In conclusione di questa breve intervista, vogliamo chiederti come hai ritrovato la tua casa, la Union, che hai lasciato qualche stagione fa per giocare a livelli più alti. Cosa hai imparato nelle tue esperienze, cosa riporti a Terni?
“In realtà non ho mai veramente lasciato la Union. Anche se giocavo fuori sono sempre rimasto legato ai compagni, agli istruttori e tutti quanti hanno gravitato intorno alla società. La Union è casa mia. Certamente vedere una crescita così importante dei settori, ma soprattutto dei progetti societari, vedi il palazzetto, fa sperare per un futuro radioso. Non nascondo che allenare i bambini fa effetto, pensando che qualche anno fa ero in mezzo a quel campo ad ascoltare i consigli dei miei coach. È piacevole.

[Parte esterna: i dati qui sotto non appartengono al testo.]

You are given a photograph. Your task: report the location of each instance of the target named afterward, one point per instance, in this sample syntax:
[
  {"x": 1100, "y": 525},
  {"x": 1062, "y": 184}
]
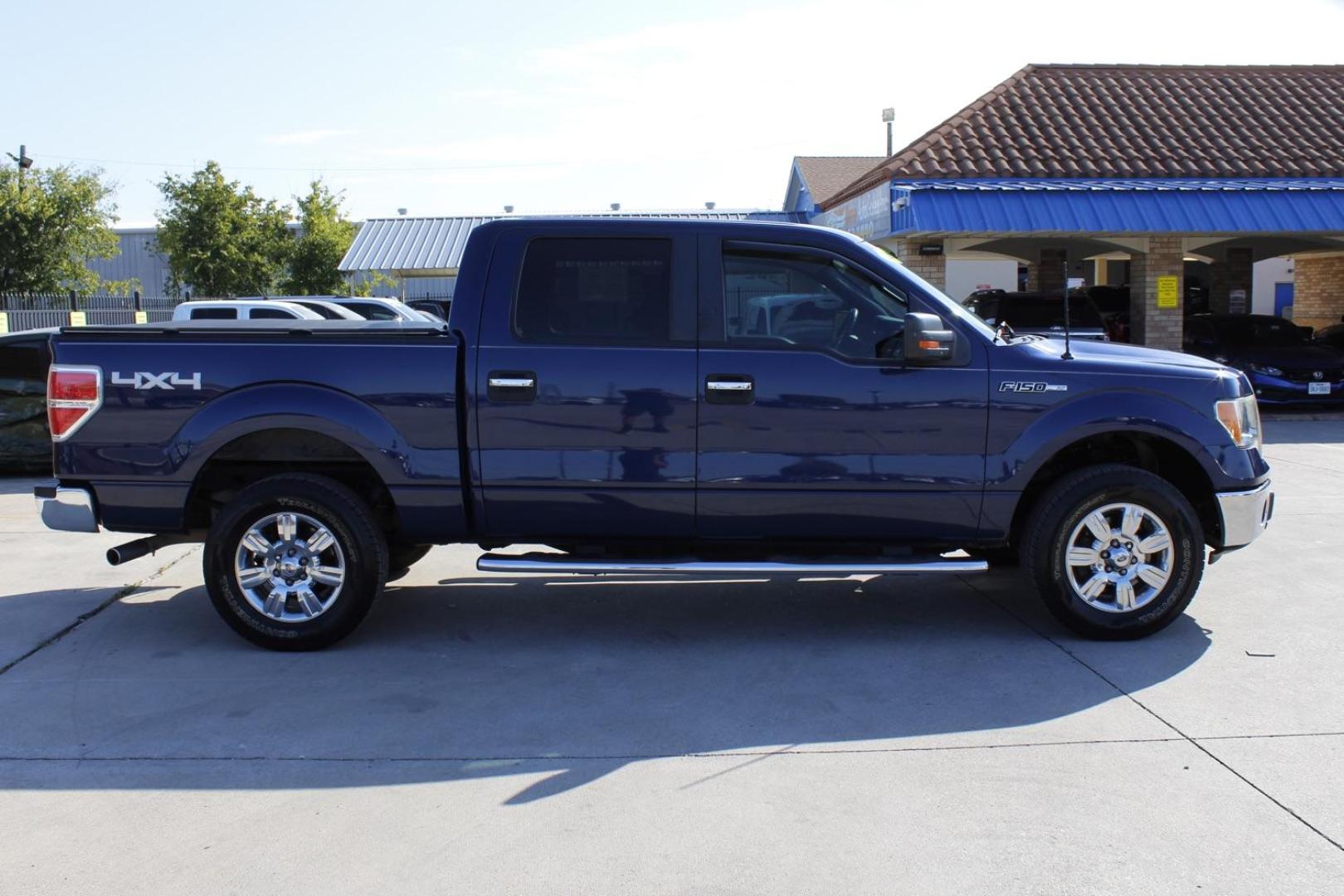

Dalle mie esperienze fuori ho imparato tanto e soprattutto cose diverse. Prima a Firenze, in serie B, ho imparato che gli infortuni fanno parte dei rischi che un giocatore si deve prendere. Il modo in cui si affrontano le problematiche fa la differenza. Grazie al prof. Parretta mi sono ripreso perfettamente dall’operazione al crociato, ma la parte più difficile è stata soprattutto mentale. Mi sono sentito più forte di prima e l’esperienza successiva di Rieti in serie C è stata buona anche per questo. Lì ho conosciuto la sensazione di essere messo al centro di un progetto tecnico di una squadra dove sei costretto a giocare bene. La salvezza di quella stagione è stata davvero determinante per la mia maturazione. Infine l’ultima mia esperienza è stata fatta ad Assisi. Due anni bellissimi, ma anche veramente faticosi. La mia scelta è stata ripagata dalla soddisfazione più bella provata da giocatore. Vincere il campionato di C, dopo tutti quei viaggi, soprattutto facendolo da protagonista, è valsa tutta la fatica fatta. Ad Assisi ho lasciato persone straordinarie, ma vista la situazione, ho deciso di tornare a casa. Spero di riportare tutto sul campo, compresa la voglia di vincere con la mia maglia, che vale più di qualsiasi cosa”
Ed è quello che speriamo tutti, oltre il risultato sportivo, perché significherebbe poter tornare ad una normalità di cui abbiamo tremendamente bisogno.